DateTime now = DateTime.Now;
using (MyCustomContext context = new MyCustomContext())
{
    foreach (Employee employee in employeeData)
    {
        // Get the matching Employee record from the database, if there is one.
        Employee employeeRecord = context.Employees
            .Where(e => e.EmployeeID == employee.EmployeeID)
            .SingleOrDefault();

        bool isNewRecord = false;
        if (employeeRecord == null)
        {
            // We don't have a record in the database for this employee yet, 
            // so we'll add a new one.
            isNewRecord = true;
            employeeRecord = new Employee()
            {
                EmployeeID = employee.EmployeeID,
                CreationDate = now
            };
        }

        employeeRecord.ModificationDate = now;
        employeeRecord.FirstName = employee.FirstName;
        // (Set the remaining attributes...)

        if (isNewRecord)
        {
            context.Employees.Add(employeeRecord);
        }

        context.SaveChanges();
    }
}

That approach was taking around 300 seconds per 1000 records inserted.  It was bogging down my application in situations where I needed to insert/update tens of thousands of records at once.
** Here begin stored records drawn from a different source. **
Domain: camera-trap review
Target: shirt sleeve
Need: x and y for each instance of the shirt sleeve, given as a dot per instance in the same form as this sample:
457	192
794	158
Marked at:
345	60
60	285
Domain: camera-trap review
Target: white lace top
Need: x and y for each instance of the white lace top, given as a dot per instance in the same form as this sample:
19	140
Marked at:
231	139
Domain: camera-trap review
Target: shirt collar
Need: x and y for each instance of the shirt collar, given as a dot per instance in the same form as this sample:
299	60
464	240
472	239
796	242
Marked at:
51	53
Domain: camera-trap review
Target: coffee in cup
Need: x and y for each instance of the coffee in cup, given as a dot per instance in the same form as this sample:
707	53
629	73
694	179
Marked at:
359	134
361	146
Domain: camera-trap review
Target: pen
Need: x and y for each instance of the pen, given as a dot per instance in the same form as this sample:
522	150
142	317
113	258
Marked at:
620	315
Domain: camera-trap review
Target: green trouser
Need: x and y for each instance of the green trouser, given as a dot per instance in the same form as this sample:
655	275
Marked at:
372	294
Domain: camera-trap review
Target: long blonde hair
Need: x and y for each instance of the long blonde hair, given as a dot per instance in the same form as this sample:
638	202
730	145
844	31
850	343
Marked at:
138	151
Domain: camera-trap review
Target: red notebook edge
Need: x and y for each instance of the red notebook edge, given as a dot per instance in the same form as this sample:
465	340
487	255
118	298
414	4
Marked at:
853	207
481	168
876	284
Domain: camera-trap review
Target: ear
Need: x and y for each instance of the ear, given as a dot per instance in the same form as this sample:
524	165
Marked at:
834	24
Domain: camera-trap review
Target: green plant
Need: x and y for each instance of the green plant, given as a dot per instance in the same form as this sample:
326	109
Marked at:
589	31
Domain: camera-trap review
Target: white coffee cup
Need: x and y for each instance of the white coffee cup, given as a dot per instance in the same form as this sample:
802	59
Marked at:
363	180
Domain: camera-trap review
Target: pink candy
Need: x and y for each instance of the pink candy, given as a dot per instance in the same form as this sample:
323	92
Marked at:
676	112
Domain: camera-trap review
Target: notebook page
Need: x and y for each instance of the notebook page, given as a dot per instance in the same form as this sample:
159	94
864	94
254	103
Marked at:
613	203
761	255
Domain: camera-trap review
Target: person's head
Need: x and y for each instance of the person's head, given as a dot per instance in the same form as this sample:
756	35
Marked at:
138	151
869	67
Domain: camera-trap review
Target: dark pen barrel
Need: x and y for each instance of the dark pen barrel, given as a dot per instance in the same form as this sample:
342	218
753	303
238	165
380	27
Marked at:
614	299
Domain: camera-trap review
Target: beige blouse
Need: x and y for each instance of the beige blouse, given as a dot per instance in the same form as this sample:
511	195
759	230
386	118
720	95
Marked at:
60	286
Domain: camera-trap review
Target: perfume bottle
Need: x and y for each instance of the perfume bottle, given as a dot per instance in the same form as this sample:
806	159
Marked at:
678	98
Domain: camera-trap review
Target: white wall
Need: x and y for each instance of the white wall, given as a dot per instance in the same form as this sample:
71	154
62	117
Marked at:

Stored Procedure + Table-Valued Parameter implementation – fast!

In my testing, the revised approach below, replacing the Entity Framework implementation with a stored procedure taking a table-valued parameter, was able to upsert the same 1000 records in 0.5 second – a huge improvement!

I needed to add a custom table type with columns matching the Employees table:

CREATE TYPE EmployeesTableType AS TABLE
(
    [EmployeeID] [int] NOT NULL,
    [CreationDate] [datetime] NOT NULL,
    [FirstName] [nvarchar(100)] NOT NULL,
    /* More fields here... */
);

Next, the stored procedure to perform the upsert, taking input of an instance of the custom EmployeesTableType, and using the SQL Server MERGE command:

CREATE PROCEDURE dbo.UpsertEmployees
    @UpdateRecords dbo.EmployeesTableType READONLY
AS
BEGIN
    MERGE INTO Employees AS Target
    USING @UpdateRecords AS Source
    ON Target.EmployeeID = Source.EmployeeID
    WHEN MATCHED THEN
        UPDATE SET Target.EmployeeID = Source.EmployeeID,
            Target.FirstName = Source.FirstName,
            /* More fields here... */
    WHEN NOT MATCHED THEN           
        INSERT (EmployeeID,
            FirstName,
            /* More field names here... */
            )
        VALUES (Source.EmployeeID,
            Source.FirstName,
            /* More field values here... */
            );
END

Finally, here’s the C# code I used to execute the stored procedure:

public static void UpsertEmployeeData(List<Employee> employees)
{
    string connectionString = MyCustomMethodToGetConnectionString();
    using(SqlConnection connection = new SqlConnection(connectionString))
    {
        connection.Open();

        using (SqlCommand command = connection.CreateCommand())
        {
            command.CommandText = "dbo.UpsertEmployees";
            command.CommandType = CommandType.StoredProcedure;

            SqlParameter parameter = command.Parameters.AddWithValue("@UpdateRecords",
                CreateUpdateRecordsSqlParam(employees));  // See implementation below
            parameter.SqlDbType = SqlDbType.Structured;
            parameter.TypeName = "dbo.EmployeesTableType";

            command.ExecuteNonQuery();
        }
    }
}

private static DataTable CreateUpdateRecordsSqlParam(IEnumerable employees)
{
    DataTable table = new DataTable();
    table.Columns.Add("EmployeeID", typeof(Int32));
    table.Columns.Add("FirstName", typeof(string));
    // More fields here...

    foreach (Employee employee in employees)
    {
        table.Rows.Add(employee.EmployeeID,
            employee.FirstName,
            // More fields here...
    }

    return table;
}

Ideally, this post will serve as a useful reference the next time I, or you, need to code up a bulk upsert into SQL Server!

Credit to this StackOverflow answer by Ryan Prechel which was the primary inspiration for this approach.